Meio século após produzir suas mais importantes contribuições para o pensamento do século vinte, a pensadora alemã naturalizada norte americana Hannah Arendt reaparece, impulsionada por Holywood, em um filme de cunho biográfico, para se colocar no meio da cena.

Esse é na verdade o seu lugar, uma vez que se tornou uma representante icônica do pensamento-ação, do pensamento engajado e independente, cuja postura éfonte de inspiração das gerações que a assistiram e a sucederam.

É, em princípio, um fato auspicioso que uma filósofa, pensadora, seja tema em Holywood, mas sua façanha não foi pequena. Judia exilada já na primeira guerra mundial, ativista de sociedades de apoio a refugiados judeus na guerra, ela se torna em Nova York colaboradora da revista New Yorker e, como correspondente, vai a Jerusalém em 1963 assistir ao lendário julgamento do carrasco nazista Adolph Eichmann.

A tese que elaborou após assistir a esse histórico julgamento suscitou uma das maiores polêmicas do século XX - aquela cunhada pela expressão a banalidade do mal.

Ao encarar, na primeira fila do julgamento, o carrasco torturador de milhões de judeus, se indaga: Como pode um cumpridor da lei, um indivíduo até demasiadamente humano, tão comum, ter cometido tais atrocidades? Eichmann, ela conclui, não era nem bom nem mal, era incapaz de julgar, pensava pela mente de seus comandantes, cumpria apenas o seu dever.

Com essas ideias Arendt ateia fogo ao pensamento do século XX. Nada ficou indiferente. De um lado, judeus e simpatizantes das causas judaicas, indignados com o proposto. De outro, todos os pensadores que nelas enxergavam uma profundidade não suspeita à primeira vista – a de que o perigo que ronda os atos humanos é ainda maior e capaz de se repetir, uma vez que a banalidade do mal não ocorre só a indivíduos cruéis, de mente doentia e nem mesmo é uma deficiência de inteligência própria dos medíocres. É antes passível de ocorrer, em dadas circunstâncias, a todo e qualquer indivíduo, uma vez que consiste no apartamento das capacidades de pensar e de julgar.

O mal, postula Arendt, se dissemina facilmente, adentrando mentes sadias, atacando cidadãos comuns, o servidor público exemplar sem mais aspirações que bem servir aos seus superiores, no interior dos seus ambientes de trabalho, travestido de senso de dever e de obrigação.

A perda da capacidade de aliar o pensar ao julgar - esse é o fenômeno que ameaça a humanidade.

Queridos formandos, neste dia em que oficialmente adentram o mundo do trabalho, as reflexões de Hannah Arendt – e o filme – se colocam como fontes importantes para o pensar e o redobrado cuidado no agir.

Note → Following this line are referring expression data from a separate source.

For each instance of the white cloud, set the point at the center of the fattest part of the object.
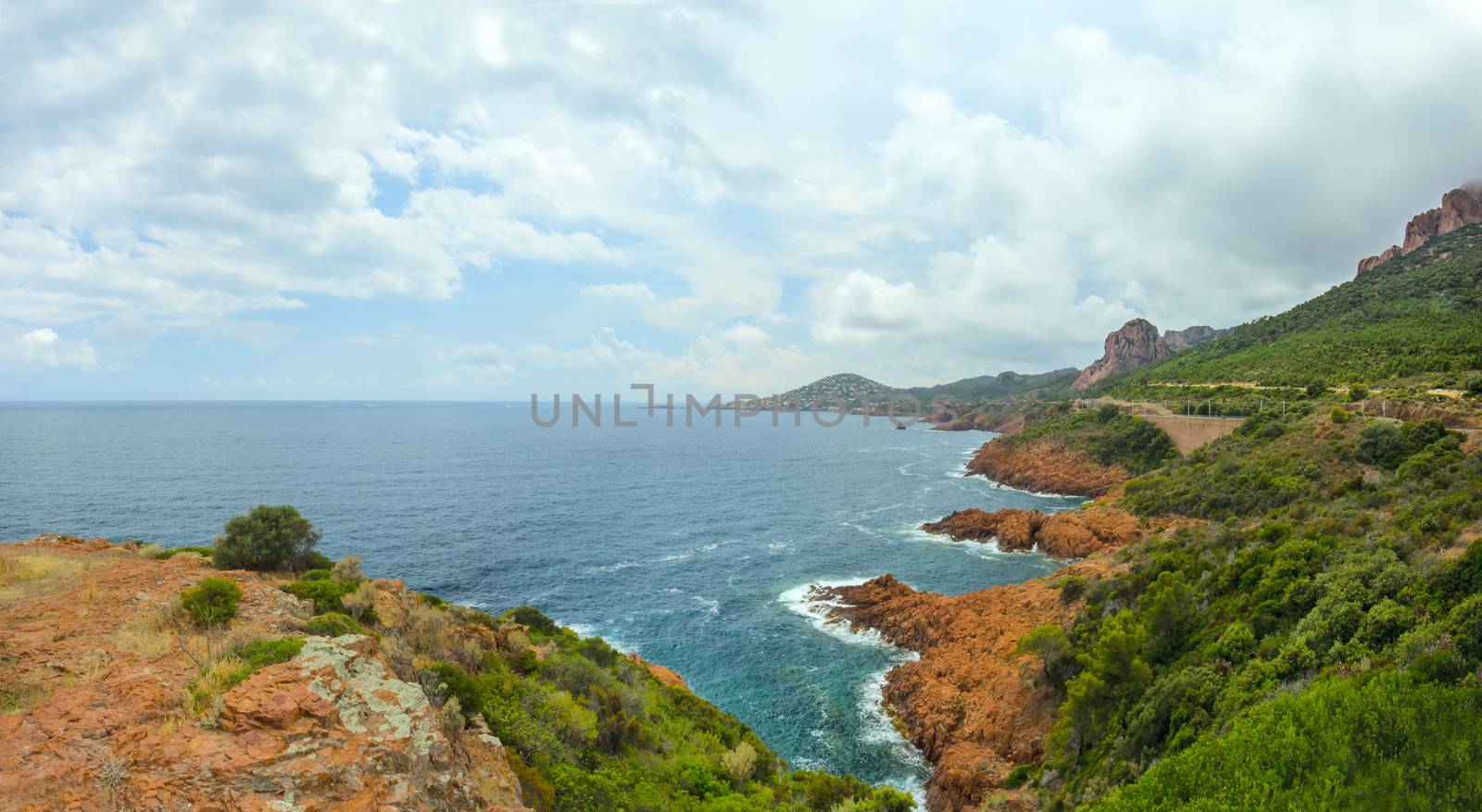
(746, 333)
(190, 167)
(44, 347)
(634, 293)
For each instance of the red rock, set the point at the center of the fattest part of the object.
(1071, 533)
(1045, 467)
(1459, 207)
(1128, 347)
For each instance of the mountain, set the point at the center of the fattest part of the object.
(1187, 337)
(845, 390)
(1419, 311)
(1002, 385)
(1128, 347)
(1137, 344)
(1459, 207)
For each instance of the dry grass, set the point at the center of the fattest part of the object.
(33, 574)
(148, 634)
(21, 696)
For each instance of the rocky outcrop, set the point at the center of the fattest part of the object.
(970, 704)
(96, 685)
(1182, 340)
(1067, 535)
(661, 673)
(1459, 207)
(1045, 467)
(1128, 347)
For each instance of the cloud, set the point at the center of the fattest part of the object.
(482, 360)
(44, 348)
(771, 205)
(634, 293)
(746, 333)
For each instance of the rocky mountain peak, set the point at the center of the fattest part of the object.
(1459, 207)
(1128, 347)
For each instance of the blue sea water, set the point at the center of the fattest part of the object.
(688, 545)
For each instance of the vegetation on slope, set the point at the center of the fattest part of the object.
(1331, 577)
(595, 731)
(1007, 385)
(1104, 434)
(1419, 313)
(585, 726)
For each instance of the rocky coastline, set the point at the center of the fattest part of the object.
(1063, 535)
(973, 706)
(1045, 467)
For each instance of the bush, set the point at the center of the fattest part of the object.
(534, 618)
(333, 624)
(360, 604)
(174, 552)
(212, 602)
(1072, 587)
(326, 594)
(270, 537)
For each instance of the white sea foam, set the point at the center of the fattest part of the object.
(709, 604)
(879, 730)
(817, 614)
(609, 568)
(691, 553)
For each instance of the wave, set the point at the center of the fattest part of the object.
(817, 614)
(879, 730)
(691, 553)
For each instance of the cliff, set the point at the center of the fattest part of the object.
(973, 706)
(1045, 467)
(1459, 207)
(1067, 535)
(1128, 347)
(101, 695)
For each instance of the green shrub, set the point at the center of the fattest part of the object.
(211, 602)
(267, 538)
(174, 552)
(1072, 587)
(333, 624)
(1019, 777)
(326, 594)
(534, 618)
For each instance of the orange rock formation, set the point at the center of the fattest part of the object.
(1047, 467)
(100, 718)
(1067, 535)
(1459, 207)
(971, 704)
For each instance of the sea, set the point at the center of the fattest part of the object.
(691, 545)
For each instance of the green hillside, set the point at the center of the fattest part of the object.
(1004, 385)
(1414, 315)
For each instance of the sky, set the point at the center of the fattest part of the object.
(485, 200)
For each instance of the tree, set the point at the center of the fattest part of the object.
(270, 537)
(1049, 643)
(212, 602)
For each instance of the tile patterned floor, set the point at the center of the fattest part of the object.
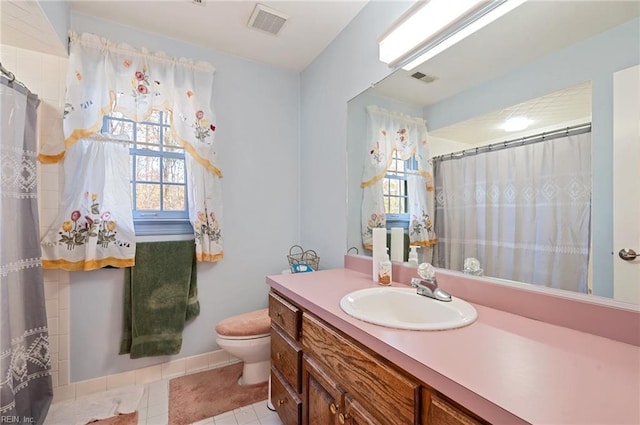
(154, 410)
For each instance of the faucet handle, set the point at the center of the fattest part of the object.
(427, 271)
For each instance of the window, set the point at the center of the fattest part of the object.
(395, 191)
(158, 174)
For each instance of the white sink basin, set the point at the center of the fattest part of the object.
(403, 308)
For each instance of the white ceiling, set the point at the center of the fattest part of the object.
(222, 25)
(24, 25)
(219, 25)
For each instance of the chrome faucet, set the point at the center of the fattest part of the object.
(427, 286)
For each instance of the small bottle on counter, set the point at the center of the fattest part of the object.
(384, 270)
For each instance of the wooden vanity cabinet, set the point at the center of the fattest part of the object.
(439, 411)
(322, 377)
(286, 359)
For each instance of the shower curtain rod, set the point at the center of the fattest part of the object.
(10, 75)
(535, 138)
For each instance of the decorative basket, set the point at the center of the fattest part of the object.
(301, 260)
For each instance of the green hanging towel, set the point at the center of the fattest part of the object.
(160, 295)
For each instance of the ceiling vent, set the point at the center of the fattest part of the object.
(267, 19)
(424, 77)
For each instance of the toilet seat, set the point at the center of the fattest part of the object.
(252, 325)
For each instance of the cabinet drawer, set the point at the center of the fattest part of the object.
(441, 412)
(285, 315)
(285, 400)
(380, 389)
(286, 356)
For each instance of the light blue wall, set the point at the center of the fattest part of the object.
(57, 13)
(348, 66)
(594, 59)
(257, 109)
(356, 154)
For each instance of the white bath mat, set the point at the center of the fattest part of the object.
(95, 406)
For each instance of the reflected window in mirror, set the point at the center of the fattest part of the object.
(395, 191)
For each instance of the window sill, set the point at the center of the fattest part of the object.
(160, 227)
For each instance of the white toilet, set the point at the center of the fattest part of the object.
(247, 336)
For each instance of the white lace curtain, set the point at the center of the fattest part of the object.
(524, 212)
(104, 78)
(389, 132)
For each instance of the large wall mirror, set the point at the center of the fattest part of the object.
(553, 62)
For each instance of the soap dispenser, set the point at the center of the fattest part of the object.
(413, 255)
(384, 269)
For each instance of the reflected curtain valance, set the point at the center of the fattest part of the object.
(390, 132)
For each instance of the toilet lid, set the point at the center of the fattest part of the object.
(247, 324)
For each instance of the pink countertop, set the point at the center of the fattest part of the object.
(506, 368)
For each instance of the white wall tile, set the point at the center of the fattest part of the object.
(51, 290)
(63, 347)
(54, 362)
(54, 343)
(91, 386)
(174, 368)
(64, 392)
(148, 374)
(9, 56)
(218, 357)
(52, 308)
(64, 322)
(63, 372)
(63, 296)
(197, 362)
(121, 379)
(53, 325)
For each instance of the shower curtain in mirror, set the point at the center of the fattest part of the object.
(389, 131)
(25, 362)
(524, 212)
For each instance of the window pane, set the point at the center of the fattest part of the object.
(173, 170)
(165, 118)
(173, 198)
(147, 168)
(149, 134)
(394, 187)
(170, 141)
(147, 196)
(394, 205)
(154, 117)
(120, 128)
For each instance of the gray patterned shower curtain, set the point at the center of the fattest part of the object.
(25, 362)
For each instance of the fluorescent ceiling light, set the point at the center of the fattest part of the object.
(424, 20)
(434, 26)
(516, 124)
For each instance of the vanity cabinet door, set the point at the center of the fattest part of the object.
(286, 401)
(322, 397)
(285, 315)
(355, 414)
(286, 356)
(376, 384)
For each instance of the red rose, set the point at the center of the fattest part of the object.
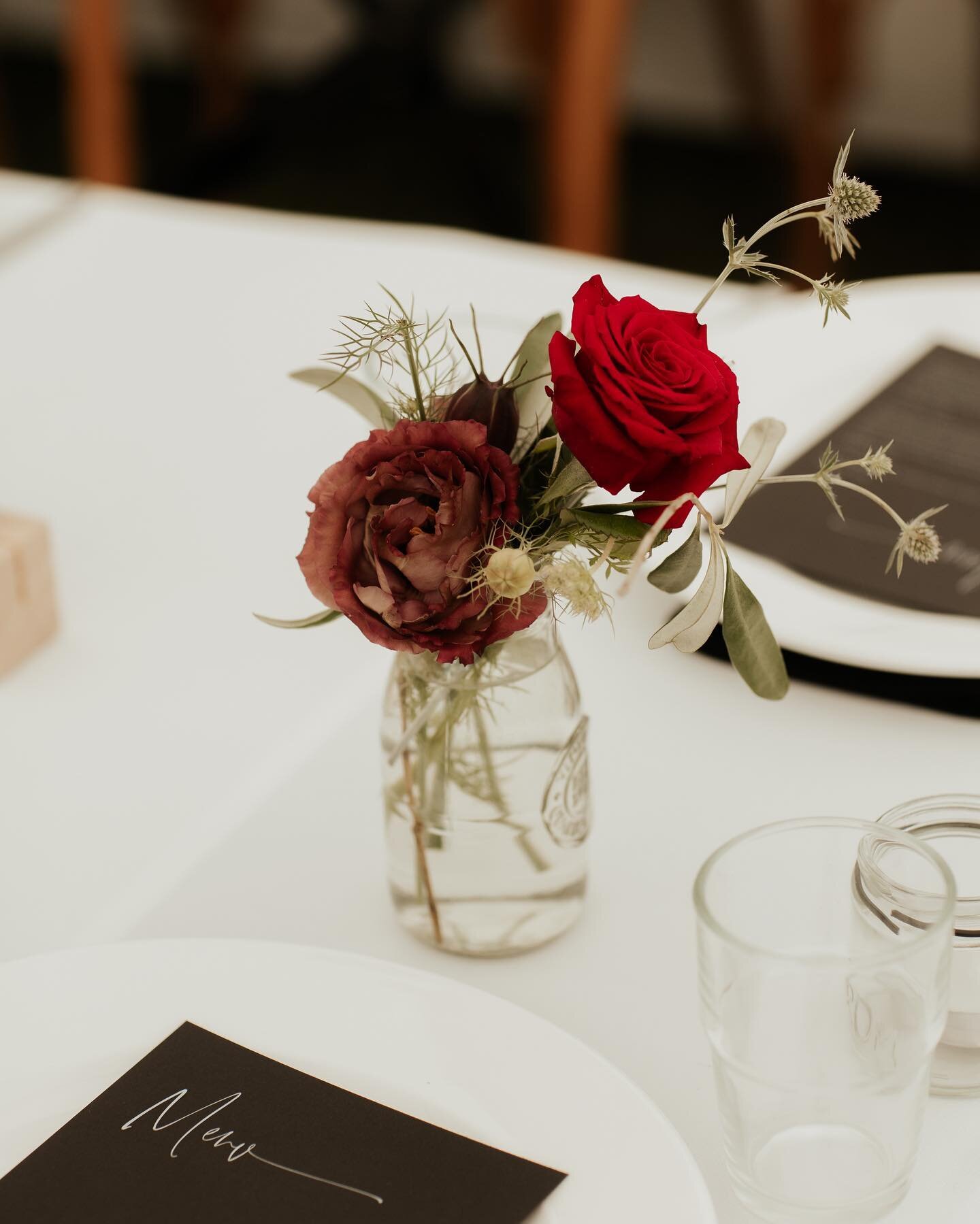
(393, 531)
(643, 401)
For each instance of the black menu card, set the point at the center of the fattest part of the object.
(932, 413)
(205, 1130)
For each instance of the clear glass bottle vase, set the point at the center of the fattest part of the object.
(487, 795)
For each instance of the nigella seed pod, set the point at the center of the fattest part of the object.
(488, 401)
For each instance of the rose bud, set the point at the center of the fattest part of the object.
(488, 401)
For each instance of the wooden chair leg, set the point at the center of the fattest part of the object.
(582, 124)
(101, 110)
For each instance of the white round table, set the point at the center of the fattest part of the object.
(171, 767)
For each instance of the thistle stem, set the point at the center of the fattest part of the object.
(418, 828)
(871, 497)
(789, 214)
(413, 369)
(815, 479)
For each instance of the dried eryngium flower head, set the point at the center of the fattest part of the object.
(848, 200)
(879, 463)
(853, 200)
(918, 540)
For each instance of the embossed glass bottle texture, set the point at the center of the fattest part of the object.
(487, 795)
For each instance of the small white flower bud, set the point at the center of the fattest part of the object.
(918, 540)
(510, 573)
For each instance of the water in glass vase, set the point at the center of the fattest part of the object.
(487, 795)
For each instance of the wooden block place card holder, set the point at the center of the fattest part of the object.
(29, 614)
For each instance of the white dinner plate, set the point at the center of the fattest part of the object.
(828, 623)
(73, 1023)
(813, 380)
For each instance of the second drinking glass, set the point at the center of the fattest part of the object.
(823, 1011)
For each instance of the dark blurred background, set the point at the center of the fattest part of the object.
(625, 127)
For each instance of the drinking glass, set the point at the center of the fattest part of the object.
(822, 1011)
(952, 824)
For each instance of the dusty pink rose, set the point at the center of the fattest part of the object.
(393, 533)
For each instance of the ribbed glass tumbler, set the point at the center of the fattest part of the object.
(822, 1011)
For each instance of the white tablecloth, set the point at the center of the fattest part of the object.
(169, 767)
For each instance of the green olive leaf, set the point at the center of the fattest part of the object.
(620, 527)
(571, 479)
(529, 367)
(320, 617)
(678, 571)
(692, 626)
(352, 391)
(759, 447)
(753, 649)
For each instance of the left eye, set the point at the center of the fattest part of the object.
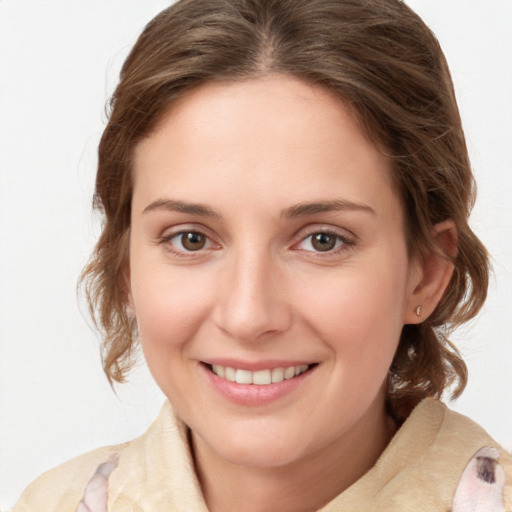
(190, 241)
(321, 242)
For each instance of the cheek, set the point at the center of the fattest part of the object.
(359, 314)
(169, 309)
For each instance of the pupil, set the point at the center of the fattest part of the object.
(323, 241)
(193, 241)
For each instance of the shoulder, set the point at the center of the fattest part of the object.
(63, 487)
(468, 469)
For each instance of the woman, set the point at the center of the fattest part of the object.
(286, 190)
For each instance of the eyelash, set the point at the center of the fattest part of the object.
(166, 242)
(346, 243)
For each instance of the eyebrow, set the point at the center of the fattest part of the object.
(305, 209)
(298, 210)
(172, 205)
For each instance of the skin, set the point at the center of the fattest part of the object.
(259, 290)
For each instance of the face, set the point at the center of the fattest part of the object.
(269, 274)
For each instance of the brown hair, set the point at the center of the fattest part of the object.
(381, 59)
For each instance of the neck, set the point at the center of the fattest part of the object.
(304, 485)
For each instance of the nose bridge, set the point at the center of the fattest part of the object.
(251, 300)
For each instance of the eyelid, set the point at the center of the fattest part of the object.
(348, 239)
(172, 232)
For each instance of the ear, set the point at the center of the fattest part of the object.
(432, 275)
(127, 288)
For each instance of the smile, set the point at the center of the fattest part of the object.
(260, 377)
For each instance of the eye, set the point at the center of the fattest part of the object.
(188, 241)
(322, 241)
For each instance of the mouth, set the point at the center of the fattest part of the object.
(262, 377)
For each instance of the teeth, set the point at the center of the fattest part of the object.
(260, 377)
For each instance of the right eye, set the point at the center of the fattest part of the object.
(185, 242)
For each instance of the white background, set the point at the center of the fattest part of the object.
(59, 62)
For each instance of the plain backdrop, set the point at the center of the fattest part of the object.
(59, 62)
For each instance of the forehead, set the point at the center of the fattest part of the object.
(274, 136)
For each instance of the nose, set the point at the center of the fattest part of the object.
(251, 302)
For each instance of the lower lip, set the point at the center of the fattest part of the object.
(254, 394)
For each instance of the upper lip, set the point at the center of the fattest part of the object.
(254, 366)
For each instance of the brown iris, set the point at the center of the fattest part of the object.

A sociedade brasileira recentemente assistiu a uma das maiores demonstrações públicas de sua história. E o que tornou a todos atônitos é o fato de que a grande maioria das pessoas e setores que estavam sendo objeto de protesto nas ruas dizia a si mesmo – mas eu, nós, por quê? O que há de errado ou diferente no que fazemos?

Aquilo que fere a ética e que macula a consciência funciona no automático, a ética está fora de moda e a consciência letargiada. O senso comum é de que as coisas sempre foram assim e “é isso que esperam de mim”.

Faz poucas semanas um jovem em São Luís, com cargo assegurado em uma instituição proeminente, pediu sua demissão por não estar de acordo com os métodos ou com a lógica que regia as decisões tomadas pelos seus superiores. Recém casado, agora sem emprego. É caso isolado? Pode ser. Mas não inexplicável por Arendt.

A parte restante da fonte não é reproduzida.